Arriving at this point was not easy. The curriculum review as a whole has taken four years. In that time, students have been presented with new options for study abroad, secondary fields (minors), foreign-language citations, revamped introductory courses in the sciences and humanities, and lessened concentration requirements. They have been given more time to choose their major fields of study, accompanied by much-enhanced academic advising to help them make their decisions (see "Advising Adventures").

But getting faculty members, who specialize in disciplines, to agree on a successor to the Core was the toughest challenge. During the last, intense meetings over general education, serious debates took place about the role of historical study, foreign languages, and other fields. (Many of these concerns were addressed with amendments.) Alford professor of natural religion, moral philosophy, and civil polity Thomas Scanlon voiced a minority concern that the curriculum, by emphasizing the connection between the rest of students’ studies and their lives, was insufficiently scholarly, perhaps even anti-intellectual. Former dean of Harvard College Harry R. Lewis, McKay professor of computer science, lamented that the general-education proposal, whose rationale and substance he applauded, was considered apart from the rest of the curriculum, and thus was “too much of a good thing.” Its eight requirements exceed the seven in the Core, and so have the effect of lessening student choice, countering one of the chief aims of the curricular review as a whole.

Sorting out how, exactly, general education will work—what courses will qualify, how they will relate to other departmental offerings—will be a demanding task. It is entrusted to a new standing committee, chaired by a senior faculty member (as the Core committee is not), but not the FAS dean, and composed of faculty as well as student representatives.
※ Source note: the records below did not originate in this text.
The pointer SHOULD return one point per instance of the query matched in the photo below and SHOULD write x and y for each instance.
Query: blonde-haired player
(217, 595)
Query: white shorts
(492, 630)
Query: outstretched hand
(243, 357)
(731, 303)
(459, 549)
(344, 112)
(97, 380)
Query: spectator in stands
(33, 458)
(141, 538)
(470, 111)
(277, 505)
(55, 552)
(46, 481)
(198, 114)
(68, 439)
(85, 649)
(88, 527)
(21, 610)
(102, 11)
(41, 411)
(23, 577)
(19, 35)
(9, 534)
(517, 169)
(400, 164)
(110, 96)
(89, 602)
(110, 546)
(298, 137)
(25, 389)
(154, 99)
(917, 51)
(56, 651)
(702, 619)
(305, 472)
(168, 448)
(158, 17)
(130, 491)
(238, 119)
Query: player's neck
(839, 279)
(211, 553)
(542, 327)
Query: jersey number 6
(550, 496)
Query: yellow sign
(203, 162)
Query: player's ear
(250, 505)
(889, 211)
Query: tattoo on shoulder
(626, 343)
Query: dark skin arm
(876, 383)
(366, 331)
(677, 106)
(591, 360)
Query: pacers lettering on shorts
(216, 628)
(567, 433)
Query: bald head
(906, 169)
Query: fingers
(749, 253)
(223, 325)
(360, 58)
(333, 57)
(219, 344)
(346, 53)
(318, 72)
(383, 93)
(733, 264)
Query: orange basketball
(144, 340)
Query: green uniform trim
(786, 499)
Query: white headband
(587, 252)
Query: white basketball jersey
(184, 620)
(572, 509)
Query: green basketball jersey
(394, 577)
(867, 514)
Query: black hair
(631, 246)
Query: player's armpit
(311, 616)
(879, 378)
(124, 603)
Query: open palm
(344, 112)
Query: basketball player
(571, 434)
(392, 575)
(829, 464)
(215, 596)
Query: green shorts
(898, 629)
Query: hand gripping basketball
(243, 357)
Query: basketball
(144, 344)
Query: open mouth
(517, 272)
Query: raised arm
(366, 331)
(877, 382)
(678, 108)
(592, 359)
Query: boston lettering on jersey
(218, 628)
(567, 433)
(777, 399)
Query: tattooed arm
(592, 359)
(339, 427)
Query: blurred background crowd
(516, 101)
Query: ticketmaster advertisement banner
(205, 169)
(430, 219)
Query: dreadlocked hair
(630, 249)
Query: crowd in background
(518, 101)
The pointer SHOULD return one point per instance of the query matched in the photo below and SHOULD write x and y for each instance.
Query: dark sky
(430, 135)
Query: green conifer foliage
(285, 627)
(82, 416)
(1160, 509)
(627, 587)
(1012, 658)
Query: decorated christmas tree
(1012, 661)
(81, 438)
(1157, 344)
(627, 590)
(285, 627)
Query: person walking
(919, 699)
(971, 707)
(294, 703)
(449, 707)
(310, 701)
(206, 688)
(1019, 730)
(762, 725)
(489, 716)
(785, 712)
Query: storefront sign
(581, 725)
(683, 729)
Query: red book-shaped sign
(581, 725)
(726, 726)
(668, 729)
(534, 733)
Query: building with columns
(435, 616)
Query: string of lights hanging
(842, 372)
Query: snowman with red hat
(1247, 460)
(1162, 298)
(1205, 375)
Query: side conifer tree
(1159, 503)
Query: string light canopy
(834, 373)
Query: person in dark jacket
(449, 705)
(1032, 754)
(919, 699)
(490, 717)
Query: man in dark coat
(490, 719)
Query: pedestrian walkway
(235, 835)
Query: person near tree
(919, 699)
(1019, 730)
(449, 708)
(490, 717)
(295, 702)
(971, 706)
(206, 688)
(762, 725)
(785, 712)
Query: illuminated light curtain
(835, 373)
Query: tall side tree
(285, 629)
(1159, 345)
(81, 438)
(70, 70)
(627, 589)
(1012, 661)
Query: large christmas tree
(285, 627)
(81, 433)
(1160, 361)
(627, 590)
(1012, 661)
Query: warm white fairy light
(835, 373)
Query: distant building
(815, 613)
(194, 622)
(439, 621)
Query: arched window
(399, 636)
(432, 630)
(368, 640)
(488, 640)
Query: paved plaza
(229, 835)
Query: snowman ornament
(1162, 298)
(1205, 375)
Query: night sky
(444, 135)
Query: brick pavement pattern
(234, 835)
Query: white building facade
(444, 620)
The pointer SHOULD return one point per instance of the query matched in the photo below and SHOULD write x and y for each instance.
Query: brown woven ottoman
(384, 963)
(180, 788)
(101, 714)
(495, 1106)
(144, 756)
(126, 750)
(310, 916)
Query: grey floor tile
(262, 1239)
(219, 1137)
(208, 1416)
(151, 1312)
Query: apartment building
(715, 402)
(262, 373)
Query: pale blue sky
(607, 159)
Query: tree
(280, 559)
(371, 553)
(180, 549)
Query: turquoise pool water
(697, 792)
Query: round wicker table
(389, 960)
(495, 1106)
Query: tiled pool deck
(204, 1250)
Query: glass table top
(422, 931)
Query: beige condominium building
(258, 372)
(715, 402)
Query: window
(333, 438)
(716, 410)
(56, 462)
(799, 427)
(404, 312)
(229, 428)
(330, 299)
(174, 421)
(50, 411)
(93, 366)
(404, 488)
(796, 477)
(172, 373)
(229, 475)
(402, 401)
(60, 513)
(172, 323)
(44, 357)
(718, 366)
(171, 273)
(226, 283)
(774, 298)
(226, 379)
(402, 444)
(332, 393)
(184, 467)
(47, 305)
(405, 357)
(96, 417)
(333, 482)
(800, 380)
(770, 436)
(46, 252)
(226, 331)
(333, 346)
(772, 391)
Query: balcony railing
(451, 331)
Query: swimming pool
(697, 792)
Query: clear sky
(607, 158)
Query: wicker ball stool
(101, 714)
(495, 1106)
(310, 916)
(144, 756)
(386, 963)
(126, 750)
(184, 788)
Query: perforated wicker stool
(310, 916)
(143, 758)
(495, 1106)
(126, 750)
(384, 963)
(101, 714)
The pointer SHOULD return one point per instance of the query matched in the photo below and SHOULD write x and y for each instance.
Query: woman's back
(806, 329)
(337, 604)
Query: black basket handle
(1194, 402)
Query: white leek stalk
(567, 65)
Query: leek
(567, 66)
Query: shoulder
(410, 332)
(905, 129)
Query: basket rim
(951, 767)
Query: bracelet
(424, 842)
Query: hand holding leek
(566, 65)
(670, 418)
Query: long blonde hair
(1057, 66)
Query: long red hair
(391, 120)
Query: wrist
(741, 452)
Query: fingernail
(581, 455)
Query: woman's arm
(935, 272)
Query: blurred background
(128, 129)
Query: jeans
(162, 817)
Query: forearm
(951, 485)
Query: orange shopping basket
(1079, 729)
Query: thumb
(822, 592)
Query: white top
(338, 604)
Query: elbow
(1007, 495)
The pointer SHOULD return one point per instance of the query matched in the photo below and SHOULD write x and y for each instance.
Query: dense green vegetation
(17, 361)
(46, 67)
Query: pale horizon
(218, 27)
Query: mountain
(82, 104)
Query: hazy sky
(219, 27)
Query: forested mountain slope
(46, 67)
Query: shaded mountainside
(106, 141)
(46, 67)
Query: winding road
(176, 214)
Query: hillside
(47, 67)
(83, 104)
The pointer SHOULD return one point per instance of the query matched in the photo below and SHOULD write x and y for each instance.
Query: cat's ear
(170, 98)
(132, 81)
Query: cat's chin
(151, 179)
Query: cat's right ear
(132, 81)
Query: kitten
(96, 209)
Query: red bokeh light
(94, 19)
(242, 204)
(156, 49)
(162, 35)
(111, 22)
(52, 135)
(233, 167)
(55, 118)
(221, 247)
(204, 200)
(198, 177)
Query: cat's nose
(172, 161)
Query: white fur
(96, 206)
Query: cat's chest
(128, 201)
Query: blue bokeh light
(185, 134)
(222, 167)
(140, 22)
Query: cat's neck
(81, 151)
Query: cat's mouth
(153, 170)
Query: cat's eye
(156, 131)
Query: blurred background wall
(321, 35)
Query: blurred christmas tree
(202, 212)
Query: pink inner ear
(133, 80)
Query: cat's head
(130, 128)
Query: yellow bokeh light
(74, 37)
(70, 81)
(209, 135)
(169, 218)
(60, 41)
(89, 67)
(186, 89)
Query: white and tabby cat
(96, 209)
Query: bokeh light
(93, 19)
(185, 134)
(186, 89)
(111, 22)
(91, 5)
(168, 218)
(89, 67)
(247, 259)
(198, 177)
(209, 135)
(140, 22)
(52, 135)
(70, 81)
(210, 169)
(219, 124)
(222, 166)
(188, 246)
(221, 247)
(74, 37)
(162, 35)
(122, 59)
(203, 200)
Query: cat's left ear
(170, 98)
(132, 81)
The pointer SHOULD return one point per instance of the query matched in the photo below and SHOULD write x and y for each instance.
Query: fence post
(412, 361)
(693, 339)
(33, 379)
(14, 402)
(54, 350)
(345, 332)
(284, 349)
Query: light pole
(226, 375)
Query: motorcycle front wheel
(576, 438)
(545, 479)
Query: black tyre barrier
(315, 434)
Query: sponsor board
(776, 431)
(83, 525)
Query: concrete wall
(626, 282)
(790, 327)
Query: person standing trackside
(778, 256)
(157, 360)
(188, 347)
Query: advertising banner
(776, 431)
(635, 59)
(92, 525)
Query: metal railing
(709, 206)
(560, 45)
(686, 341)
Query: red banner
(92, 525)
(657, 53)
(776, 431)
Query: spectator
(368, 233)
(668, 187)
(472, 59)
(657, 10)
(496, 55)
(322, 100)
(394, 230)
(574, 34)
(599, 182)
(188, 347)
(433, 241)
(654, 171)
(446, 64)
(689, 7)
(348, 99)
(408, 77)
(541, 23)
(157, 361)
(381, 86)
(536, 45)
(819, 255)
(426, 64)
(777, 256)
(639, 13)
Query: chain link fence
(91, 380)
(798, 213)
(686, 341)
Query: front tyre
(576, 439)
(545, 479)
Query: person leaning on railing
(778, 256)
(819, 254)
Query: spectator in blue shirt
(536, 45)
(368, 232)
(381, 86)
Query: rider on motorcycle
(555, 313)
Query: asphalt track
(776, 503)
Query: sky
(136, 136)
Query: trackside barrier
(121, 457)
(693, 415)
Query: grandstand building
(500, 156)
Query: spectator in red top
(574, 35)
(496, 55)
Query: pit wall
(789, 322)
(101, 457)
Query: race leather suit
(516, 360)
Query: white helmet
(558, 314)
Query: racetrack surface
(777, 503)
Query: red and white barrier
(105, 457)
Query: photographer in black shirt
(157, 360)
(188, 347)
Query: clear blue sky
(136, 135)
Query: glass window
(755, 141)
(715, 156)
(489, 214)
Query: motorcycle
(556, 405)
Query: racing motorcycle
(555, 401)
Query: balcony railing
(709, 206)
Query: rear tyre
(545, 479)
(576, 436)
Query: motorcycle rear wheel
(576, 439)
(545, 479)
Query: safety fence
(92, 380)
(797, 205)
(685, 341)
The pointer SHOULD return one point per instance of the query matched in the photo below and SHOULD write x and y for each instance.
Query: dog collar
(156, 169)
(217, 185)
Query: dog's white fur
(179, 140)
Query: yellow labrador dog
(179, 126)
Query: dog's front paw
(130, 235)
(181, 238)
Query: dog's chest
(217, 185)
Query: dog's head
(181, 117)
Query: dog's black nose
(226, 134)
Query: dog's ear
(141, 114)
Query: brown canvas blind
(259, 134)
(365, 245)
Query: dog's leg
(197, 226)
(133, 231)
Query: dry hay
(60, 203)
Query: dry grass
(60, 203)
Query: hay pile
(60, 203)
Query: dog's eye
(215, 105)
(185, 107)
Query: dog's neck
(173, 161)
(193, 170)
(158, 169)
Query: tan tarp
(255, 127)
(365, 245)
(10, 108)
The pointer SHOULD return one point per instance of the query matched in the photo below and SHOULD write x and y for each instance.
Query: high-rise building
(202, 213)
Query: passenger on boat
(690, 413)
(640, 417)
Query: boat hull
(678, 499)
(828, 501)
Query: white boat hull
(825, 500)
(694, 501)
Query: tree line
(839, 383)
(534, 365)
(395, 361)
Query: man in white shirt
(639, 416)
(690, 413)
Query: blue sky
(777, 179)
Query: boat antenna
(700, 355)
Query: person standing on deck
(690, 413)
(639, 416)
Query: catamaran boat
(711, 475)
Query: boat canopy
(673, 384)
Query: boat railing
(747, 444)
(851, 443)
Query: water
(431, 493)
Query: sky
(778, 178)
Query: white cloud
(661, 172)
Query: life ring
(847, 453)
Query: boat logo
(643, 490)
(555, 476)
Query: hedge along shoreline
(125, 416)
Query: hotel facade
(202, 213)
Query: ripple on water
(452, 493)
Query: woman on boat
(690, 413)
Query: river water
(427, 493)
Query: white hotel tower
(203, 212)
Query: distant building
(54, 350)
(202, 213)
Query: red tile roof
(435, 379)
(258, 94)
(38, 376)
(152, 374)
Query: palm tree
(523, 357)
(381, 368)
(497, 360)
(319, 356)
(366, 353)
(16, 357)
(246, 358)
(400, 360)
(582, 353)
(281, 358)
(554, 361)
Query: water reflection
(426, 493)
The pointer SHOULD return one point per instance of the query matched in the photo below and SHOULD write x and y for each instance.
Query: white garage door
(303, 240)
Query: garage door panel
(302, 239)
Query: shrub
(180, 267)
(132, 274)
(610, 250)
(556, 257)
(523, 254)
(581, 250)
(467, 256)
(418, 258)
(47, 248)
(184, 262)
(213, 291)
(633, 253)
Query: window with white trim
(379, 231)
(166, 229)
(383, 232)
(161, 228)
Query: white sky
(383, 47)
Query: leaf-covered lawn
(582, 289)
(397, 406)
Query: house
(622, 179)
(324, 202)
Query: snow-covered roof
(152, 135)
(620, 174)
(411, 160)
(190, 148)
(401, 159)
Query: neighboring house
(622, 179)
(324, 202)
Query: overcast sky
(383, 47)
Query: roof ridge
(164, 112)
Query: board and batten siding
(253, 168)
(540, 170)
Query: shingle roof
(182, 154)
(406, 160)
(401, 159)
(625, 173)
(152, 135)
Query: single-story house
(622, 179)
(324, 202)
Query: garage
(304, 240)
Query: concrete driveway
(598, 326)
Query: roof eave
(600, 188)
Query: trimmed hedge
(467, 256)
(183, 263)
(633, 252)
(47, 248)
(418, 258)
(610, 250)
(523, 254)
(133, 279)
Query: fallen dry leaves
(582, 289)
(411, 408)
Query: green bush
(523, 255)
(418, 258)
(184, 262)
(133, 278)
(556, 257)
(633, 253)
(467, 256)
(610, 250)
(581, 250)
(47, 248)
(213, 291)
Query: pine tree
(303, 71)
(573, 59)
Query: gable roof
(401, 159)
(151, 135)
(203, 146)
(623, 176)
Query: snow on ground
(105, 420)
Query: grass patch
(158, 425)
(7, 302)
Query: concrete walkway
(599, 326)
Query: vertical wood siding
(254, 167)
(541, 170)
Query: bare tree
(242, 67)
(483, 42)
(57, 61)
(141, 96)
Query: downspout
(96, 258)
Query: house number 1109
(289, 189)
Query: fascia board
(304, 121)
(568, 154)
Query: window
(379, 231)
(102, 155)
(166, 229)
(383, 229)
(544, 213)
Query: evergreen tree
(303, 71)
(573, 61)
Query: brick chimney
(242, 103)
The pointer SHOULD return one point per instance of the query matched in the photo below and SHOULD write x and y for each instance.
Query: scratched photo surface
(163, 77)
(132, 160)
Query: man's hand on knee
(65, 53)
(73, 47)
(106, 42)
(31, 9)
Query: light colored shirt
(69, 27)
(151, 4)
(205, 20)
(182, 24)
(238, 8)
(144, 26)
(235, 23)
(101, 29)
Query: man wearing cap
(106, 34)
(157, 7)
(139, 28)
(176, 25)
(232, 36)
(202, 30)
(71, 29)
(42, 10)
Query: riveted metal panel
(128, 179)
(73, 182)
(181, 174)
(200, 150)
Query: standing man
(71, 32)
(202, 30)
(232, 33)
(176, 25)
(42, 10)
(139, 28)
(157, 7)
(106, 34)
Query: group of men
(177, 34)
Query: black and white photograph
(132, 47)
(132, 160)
Interim president Derek Bok hailed the faculty’s vote—along with the other measures adopted in recent years—as the culmination of the most comprehensive effort to improve undergraduate education in Harvard’s history. Bok spoke from experience: he has written a book on the subject, and he was president in 1978, when the faculty adopted the Core curriculum by a vote of 182 to 65.

President-elect Drew Gilpin Faust, a professor of history as well, refrained from speaking during the weeks of legislative debate and from voting, given her forthcoming role and her view that curriculum design is the faculty’s domain. During the May 15 discussion, however, she did rise—prompting Bok to ask, to much laughter, “Could you state your name?” Faust advised her colleagues that it would be “my privilege and my responsibility” as president to work with the future FAS dean to implement the faculty’s program, and to secure the resources required to bring the newly envisioned courses into being. The undergraduate academic experience, she said, was central both to Harvard University and to her plans for her presidency.

Acting interim FAS dean David Pilbeam immediately began soliciting the names of faculty members who will serve on the standing committee. He aims to have it established by the time Dean Michael D. Smith takes office on July 15.

The ambitious scope of its charge is perhaps encompassed in the following faculty formulation of its hopes for the College experience, including its new general-education sequence—a line of argument Menand clearly sounded both on the task force and in his popular writing: “[T]he aim of a liberal education is to unsettle presumptions, to defamiliarize the familiar, to reveal what is going on beneath and behind appearances, to disorient young people and to help them to find ways to re-orient themselves. A liberal education aims to accomplish these things by questioning assumptions, by inducing self-reflection, by teaching students to think critically and analytically, by exposing them to the sense of alienation produced by encounters with radically different historical moments and cultural formations and with phenomena that exceed their, and even our own, capacity fully to understand.”